Ah! Così vi hanno detto! Ebbene, mi spiace, ma il signore non riceve; il
signore è in vacanza.
LA FANCIULLA
Oh!
E non sapete quando tornerà?
(la Notte esce alzando le spalle)
IL GIOVANE
Quando
tornerà, signorina? Quando non ci sarà più bisogno di lui. Questo è quanto ho
ricavato dalla mia giovane esperienza. Sono venuto qui parecchie volte, e
sempre il signore era in vacanza.
LA FANCIULLA
Che seccatura! E dire che mi sono fatta battezzare per avere
accesso a lui.
IL GIOVANE
Beh,
non tutto è perduto. Se me lo permettete avrò il piacere di accompagnarvi in
giro per il parco.
LA FANCIULLA
(a parte)
Chissà!
Forse è Dio che si è travestito per poter entrare nei miei pensieri!

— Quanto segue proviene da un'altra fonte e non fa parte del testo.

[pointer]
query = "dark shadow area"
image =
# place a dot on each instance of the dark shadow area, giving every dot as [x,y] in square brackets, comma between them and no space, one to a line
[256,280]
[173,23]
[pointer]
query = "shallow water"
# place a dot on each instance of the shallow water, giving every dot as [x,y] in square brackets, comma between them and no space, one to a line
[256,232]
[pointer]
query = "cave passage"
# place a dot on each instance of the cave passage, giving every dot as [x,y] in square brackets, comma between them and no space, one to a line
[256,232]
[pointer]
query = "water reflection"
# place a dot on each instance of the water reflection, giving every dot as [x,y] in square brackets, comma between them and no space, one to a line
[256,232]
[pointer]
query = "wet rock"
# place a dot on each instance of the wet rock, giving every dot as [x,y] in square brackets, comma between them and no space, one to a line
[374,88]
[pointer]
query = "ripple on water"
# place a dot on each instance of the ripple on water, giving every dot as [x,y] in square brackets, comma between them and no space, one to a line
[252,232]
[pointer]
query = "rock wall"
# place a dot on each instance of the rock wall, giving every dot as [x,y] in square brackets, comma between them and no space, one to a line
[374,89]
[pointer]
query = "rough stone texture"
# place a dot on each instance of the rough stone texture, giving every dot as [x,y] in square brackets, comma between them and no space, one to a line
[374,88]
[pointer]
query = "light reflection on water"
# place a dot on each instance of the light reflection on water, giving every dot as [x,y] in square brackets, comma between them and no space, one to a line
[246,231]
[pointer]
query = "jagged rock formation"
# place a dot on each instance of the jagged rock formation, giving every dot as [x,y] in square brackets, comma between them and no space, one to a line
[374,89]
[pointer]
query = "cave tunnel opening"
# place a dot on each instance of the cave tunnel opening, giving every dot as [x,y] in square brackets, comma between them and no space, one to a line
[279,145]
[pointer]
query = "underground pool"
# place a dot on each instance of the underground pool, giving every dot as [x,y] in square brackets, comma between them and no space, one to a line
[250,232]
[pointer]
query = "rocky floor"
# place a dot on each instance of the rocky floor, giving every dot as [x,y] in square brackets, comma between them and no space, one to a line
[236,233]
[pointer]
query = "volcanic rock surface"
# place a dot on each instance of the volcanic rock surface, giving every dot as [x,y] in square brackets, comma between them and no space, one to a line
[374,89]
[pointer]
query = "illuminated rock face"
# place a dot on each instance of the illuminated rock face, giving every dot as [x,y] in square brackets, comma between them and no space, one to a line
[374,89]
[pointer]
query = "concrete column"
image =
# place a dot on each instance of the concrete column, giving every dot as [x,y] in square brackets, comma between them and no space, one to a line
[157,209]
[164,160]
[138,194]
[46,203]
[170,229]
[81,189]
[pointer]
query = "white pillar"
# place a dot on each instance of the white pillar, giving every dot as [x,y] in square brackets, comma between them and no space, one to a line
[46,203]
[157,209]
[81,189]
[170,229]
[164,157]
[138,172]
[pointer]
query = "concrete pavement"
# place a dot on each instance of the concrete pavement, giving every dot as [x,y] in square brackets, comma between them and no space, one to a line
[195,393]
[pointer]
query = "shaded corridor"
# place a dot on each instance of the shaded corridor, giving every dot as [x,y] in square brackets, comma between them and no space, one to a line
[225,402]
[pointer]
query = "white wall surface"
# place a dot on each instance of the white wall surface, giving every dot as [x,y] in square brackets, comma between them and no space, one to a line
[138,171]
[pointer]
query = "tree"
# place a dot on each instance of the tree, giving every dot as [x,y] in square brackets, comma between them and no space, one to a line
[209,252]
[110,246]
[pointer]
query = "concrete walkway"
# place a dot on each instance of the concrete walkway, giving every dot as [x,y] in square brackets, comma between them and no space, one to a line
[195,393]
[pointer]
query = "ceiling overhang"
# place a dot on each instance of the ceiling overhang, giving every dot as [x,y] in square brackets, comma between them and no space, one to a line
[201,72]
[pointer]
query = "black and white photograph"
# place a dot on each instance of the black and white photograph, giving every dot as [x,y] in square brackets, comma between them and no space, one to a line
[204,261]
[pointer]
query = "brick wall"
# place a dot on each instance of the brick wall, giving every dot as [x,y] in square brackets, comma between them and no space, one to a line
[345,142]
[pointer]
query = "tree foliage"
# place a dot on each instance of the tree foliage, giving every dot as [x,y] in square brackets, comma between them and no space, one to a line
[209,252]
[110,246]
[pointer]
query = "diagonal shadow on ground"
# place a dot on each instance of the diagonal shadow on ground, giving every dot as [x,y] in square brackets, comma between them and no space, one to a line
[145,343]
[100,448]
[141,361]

(s’inoltrano tra gli alberi)
Quadro
Secondo
Le
stagioni continuano a variare giocando sul prato. La fanciulla sta seduta in
mezzo e, proprio come gli alberi cambiano colore ad ogni istante, è impossibile
dire che il colore è il suo vestito: Si rinnova ad ogni attimo. Ha la diversità
dell’arcobaleno.
LA FANCIULLA
Si;
mi ha detto…Ma ascoltatemi, invece di battervi.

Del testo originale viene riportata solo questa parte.